Definitely do your research
I took an appointment at the local hospital, knowing they couldn't do Xolair and I wanted it. So I went, discussed, mentioned it and said I had previously been under dermatology at (Xolair) hospital. They said fine and sent me to there instead. I crossed my fingers it would be Dr Marsland (who I saw 15 years before) as I know he prescribes it, and it was!
So a bit of a workaround really

If you find someone available in the south east could you share it please? I have luckily been able to get a prescription for montelukast, famotidine and fexofenadine through a private immunologist which has helped somewhat but I need some advice going forward... there's been really no follow up and I don't want to be on all these medications forever. It's been pretty frustrating getting my GP to listen, and have had no face to face appointments at all!!

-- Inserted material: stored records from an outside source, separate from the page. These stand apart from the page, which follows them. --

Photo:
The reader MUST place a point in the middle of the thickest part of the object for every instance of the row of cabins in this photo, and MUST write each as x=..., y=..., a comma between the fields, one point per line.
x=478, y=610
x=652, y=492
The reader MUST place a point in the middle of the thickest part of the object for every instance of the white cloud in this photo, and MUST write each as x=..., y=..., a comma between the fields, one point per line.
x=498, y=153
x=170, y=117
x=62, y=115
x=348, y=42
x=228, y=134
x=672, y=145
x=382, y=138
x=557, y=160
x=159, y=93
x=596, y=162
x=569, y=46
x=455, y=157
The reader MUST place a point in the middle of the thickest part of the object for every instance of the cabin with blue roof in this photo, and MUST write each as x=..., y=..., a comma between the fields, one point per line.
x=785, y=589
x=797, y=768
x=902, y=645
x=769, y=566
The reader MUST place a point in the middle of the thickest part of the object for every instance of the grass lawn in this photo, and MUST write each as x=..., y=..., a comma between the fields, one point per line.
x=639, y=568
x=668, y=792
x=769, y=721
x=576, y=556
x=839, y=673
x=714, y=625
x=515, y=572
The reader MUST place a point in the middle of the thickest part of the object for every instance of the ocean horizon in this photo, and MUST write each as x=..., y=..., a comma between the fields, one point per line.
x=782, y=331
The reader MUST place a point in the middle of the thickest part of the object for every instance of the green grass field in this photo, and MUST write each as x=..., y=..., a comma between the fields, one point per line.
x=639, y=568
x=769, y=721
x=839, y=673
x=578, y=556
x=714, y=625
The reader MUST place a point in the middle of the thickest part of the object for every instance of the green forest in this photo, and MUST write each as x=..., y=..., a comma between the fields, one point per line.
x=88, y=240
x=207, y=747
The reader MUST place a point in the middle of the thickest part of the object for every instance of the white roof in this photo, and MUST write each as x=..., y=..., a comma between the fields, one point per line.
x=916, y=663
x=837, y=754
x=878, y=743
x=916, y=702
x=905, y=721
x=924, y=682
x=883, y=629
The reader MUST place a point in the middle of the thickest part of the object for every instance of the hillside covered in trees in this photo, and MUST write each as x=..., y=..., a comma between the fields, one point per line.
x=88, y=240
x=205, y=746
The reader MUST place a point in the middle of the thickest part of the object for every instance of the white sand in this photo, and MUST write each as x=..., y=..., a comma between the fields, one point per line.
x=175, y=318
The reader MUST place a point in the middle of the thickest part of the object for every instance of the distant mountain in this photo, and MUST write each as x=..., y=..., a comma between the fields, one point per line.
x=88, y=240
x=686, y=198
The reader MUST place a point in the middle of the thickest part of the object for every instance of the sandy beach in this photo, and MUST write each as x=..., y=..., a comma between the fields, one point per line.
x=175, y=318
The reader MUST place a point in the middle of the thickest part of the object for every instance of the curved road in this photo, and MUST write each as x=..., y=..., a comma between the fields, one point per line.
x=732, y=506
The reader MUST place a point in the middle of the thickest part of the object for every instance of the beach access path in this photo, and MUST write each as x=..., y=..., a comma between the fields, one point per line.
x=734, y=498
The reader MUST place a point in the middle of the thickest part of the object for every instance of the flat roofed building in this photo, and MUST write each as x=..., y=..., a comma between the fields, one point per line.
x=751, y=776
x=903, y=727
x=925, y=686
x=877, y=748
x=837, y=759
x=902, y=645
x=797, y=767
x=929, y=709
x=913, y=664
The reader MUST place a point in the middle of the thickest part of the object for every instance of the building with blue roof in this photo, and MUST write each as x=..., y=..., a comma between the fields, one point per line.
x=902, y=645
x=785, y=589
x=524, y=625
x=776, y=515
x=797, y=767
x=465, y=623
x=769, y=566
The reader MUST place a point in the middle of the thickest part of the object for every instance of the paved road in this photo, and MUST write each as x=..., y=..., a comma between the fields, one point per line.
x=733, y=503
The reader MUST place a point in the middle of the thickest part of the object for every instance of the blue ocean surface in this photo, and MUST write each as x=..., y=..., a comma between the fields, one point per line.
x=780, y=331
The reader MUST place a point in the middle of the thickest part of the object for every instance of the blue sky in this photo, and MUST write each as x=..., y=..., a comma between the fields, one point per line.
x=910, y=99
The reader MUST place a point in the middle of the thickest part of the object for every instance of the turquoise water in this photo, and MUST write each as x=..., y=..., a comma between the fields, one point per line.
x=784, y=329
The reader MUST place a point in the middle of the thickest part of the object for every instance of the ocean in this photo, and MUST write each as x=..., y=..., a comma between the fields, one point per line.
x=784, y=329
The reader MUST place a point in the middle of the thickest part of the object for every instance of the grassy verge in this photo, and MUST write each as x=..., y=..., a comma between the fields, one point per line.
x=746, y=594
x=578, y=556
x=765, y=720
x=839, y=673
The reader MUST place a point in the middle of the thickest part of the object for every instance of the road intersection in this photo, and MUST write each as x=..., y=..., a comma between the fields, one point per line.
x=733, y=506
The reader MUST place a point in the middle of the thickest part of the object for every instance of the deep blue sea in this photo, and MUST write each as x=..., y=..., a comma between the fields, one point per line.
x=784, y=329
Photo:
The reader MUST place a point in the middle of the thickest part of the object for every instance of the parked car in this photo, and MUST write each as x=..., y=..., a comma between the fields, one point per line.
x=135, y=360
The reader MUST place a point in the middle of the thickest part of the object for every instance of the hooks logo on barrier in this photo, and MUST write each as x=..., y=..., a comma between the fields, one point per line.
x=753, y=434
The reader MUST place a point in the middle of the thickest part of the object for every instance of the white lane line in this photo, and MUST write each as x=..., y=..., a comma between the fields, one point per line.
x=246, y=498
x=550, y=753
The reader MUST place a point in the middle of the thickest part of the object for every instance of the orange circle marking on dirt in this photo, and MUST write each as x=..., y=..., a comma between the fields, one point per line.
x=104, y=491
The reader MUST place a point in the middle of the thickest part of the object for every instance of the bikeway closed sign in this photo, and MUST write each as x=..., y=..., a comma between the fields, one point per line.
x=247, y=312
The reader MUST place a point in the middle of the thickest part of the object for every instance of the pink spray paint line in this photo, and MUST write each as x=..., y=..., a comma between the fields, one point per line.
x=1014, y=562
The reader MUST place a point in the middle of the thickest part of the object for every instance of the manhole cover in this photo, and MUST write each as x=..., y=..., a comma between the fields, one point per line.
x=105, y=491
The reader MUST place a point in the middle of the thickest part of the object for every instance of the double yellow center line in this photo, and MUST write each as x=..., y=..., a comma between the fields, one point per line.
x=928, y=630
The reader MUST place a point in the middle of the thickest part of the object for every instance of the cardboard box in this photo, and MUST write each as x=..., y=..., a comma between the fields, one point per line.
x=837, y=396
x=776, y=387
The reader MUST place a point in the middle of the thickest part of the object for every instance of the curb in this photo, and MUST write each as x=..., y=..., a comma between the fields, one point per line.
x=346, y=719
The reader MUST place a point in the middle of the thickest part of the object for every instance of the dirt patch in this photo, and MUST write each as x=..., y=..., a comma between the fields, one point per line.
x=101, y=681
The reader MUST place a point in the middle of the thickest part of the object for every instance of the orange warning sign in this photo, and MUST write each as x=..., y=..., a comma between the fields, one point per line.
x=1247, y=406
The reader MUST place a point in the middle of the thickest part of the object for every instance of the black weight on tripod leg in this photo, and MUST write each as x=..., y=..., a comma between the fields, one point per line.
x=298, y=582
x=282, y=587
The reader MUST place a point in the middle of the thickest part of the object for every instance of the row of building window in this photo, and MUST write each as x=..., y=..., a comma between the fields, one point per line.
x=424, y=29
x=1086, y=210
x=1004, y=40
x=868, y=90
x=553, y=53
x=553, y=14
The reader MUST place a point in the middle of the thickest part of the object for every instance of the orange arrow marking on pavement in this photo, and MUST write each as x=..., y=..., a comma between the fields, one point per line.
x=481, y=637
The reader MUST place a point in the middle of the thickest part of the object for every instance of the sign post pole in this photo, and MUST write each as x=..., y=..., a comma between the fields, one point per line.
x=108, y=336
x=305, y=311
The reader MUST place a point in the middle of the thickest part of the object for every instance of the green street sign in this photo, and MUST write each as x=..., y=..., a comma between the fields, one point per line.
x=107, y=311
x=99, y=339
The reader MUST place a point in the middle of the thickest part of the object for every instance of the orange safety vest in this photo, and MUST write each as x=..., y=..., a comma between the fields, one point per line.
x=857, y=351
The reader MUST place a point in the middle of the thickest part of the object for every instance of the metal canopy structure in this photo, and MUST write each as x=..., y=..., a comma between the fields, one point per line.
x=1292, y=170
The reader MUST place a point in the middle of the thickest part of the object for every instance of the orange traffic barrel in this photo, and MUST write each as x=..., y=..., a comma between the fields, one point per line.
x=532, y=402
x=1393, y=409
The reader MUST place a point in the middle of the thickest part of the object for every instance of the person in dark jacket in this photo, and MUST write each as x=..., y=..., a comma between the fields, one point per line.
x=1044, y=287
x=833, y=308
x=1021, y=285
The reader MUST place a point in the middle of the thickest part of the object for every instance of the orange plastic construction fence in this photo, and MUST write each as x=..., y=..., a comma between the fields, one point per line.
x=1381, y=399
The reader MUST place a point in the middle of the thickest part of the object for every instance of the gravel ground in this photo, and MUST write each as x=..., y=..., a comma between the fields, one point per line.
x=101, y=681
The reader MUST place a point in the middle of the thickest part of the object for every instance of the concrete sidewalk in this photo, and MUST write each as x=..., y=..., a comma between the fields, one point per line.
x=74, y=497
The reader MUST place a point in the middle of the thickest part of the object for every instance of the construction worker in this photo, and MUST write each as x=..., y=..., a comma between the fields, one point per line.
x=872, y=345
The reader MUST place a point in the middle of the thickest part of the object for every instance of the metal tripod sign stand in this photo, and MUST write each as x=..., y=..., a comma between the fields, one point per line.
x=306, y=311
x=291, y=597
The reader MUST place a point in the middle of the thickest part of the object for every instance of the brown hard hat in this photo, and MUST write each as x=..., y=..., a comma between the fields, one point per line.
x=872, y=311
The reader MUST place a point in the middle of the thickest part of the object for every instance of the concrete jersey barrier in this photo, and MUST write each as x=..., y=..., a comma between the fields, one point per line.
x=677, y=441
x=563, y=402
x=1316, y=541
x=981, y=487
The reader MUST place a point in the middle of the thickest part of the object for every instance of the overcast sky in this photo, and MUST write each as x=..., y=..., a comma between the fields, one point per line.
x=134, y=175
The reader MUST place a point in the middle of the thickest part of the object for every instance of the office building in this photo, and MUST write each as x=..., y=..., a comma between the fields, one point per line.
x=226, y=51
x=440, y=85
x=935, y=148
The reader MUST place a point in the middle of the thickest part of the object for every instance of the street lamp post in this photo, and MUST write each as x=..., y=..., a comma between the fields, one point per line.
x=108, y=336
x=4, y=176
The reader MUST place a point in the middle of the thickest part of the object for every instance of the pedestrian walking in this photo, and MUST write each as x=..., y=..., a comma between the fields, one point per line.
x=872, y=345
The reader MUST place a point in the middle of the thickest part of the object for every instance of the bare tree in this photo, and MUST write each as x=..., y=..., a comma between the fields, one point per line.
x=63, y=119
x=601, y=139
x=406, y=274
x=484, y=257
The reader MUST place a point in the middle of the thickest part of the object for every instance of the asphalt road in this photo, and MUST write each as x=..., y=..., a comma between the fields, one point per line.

@Gygygygygygygygy Are you okay to say who this private immunologist was?

It was a male doctor - I will pm you the details. If you're not happy seeing in person he does e-consults and he did do very thorough blood tests which ruled out a lot of things. I have had some improvement also with taking vitamin b supplements. It's all a bit of a mystery and I think is an environmental allergen causing the issues, although had a flare up after the covid vaccine so wondering whether it's all long covid (even though I've never knowingly had covid).